The government’s argument to these allegations was that it was just pointing out problematic posts and the companies made their own decisions. With the removal of USC Section 230 being discussed in Congress and the verbiage of the communications between government employees now public, it is clear that this is a false argument. The Federal Government was impinging on the freedom of speech.
Judge Doughty correctly opines that, “The question does not concern whether speech is conservative, moderate, liberal, progressive, or somewhere in between. What matters is that Americans, despite their views, will not be censored or suppressed by the Government.” He is careful to point out that the government still has the right and the obligation to stop speech that is not protected by the First Amendment such as criminal activity, terrorist plots, threats to public safety, voter interference, even posts that mislead voters about voting requirements and procedures. The government is still allowed to promote programs, notify the public of concerning activity, and expose threats to the public. He just orders the censorship of the American people to end.
While we want to thank the Judge for his wise decision and diligent work, the fight is not over. The federal government will certainly appeal the injunction. Judge Doughty acknowledges that this case is only just beginning and the 5th Circuit Court of Appeals and perhaps the US Supreme Court will be hearing this case in the future. We can only hope that other judges see the danger that this suppression of free speech poses to our society and uphold Judge Doughty’s wise decision.

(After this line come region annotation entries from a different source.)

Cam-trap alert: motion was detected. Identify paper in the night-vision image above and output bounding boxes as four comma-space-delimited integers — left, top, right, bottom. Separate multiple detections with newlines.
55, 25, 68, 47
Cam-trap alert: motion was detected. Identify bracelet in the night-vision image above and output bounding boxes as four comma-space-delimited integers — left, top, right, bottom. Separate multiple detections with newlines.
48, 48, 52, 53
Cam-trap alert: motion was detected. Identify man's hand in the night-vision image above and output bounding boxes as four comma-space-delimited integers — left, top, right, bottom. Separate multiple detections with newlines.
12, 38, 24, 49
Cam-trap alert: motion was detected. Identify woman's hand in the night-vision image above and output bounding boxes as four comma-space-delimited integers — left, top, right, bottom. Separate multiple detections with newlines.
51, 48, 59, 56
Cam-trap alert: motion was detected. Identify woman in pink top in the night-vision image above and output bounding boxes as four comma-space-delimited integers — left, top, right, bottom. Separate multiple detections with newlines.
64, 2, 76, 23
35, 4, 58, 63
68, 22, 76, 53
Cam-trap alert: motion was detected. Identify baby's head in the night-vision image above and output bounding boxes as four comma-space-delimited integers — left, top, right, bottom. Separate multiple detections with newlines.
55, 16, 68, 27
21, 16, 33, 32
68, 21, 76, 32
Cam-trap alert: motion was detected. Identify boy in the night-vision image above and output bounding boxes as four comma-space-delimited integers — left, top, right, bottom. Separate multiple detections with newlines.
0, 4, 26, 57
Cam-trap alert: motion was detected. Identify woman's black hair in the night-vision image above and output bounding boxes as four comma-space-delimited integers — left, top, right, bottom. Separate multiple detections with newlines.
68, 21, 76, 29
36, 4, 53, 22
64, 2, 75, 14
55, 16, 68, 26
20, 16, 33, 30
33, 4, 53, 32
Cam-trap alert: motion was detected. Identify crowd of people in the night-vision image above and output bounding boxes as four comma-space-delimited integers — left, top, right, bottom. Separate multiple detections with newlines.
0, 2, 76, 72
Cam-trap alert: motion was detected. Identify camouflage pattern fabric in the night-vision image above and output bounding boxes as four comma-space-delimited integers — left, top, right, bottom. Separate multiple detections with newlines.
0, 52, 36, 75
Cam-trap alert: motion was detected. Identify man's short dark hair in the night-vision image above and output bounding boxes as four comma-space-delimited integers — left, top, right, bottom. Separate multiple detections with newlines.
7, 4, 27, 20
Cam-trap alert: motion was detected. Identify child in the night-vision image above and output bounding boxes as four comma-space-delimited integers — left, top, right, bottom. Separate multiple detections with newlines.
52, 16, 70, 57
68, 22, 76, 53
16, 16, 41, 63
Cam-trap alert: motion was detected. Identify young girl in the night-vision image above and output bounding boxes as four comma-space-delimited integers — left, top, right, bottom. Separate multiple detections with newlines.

Below are a few quotes that the Judge used in his decision to point out the error of the government’s ways:
Reason and free inquiry are the only effectual agents against error.
Thomas Jefferson
For if men are to be precluded from offering their sentiments on a matter, which may involve the most serious and alarming consequences, that can invite the consideration of mankind, reason is of no use to us; the freedom of speech may be taken away, and dumb and silent we may be led, like sheep, to the slaughter.
George Washington, March 15, 1783
I may disapprove of what you say, but I would defend to the death your right to say it.
Evelyn Beatrice Hill, 1906, The Friends of Voltaire
Whoever would overthrow the liberty of a nation must begin by subduing the free acts of speech.
Benjamin Franklin, Letters of Silence Dogwood.
Once a government is committed to the principle of silencing the voice of opposition, it has only one place to go, and that is down the path of increasingly repressive measures, until it becomes a source of terror to all its citizens and creates a country where everyone lives in fear.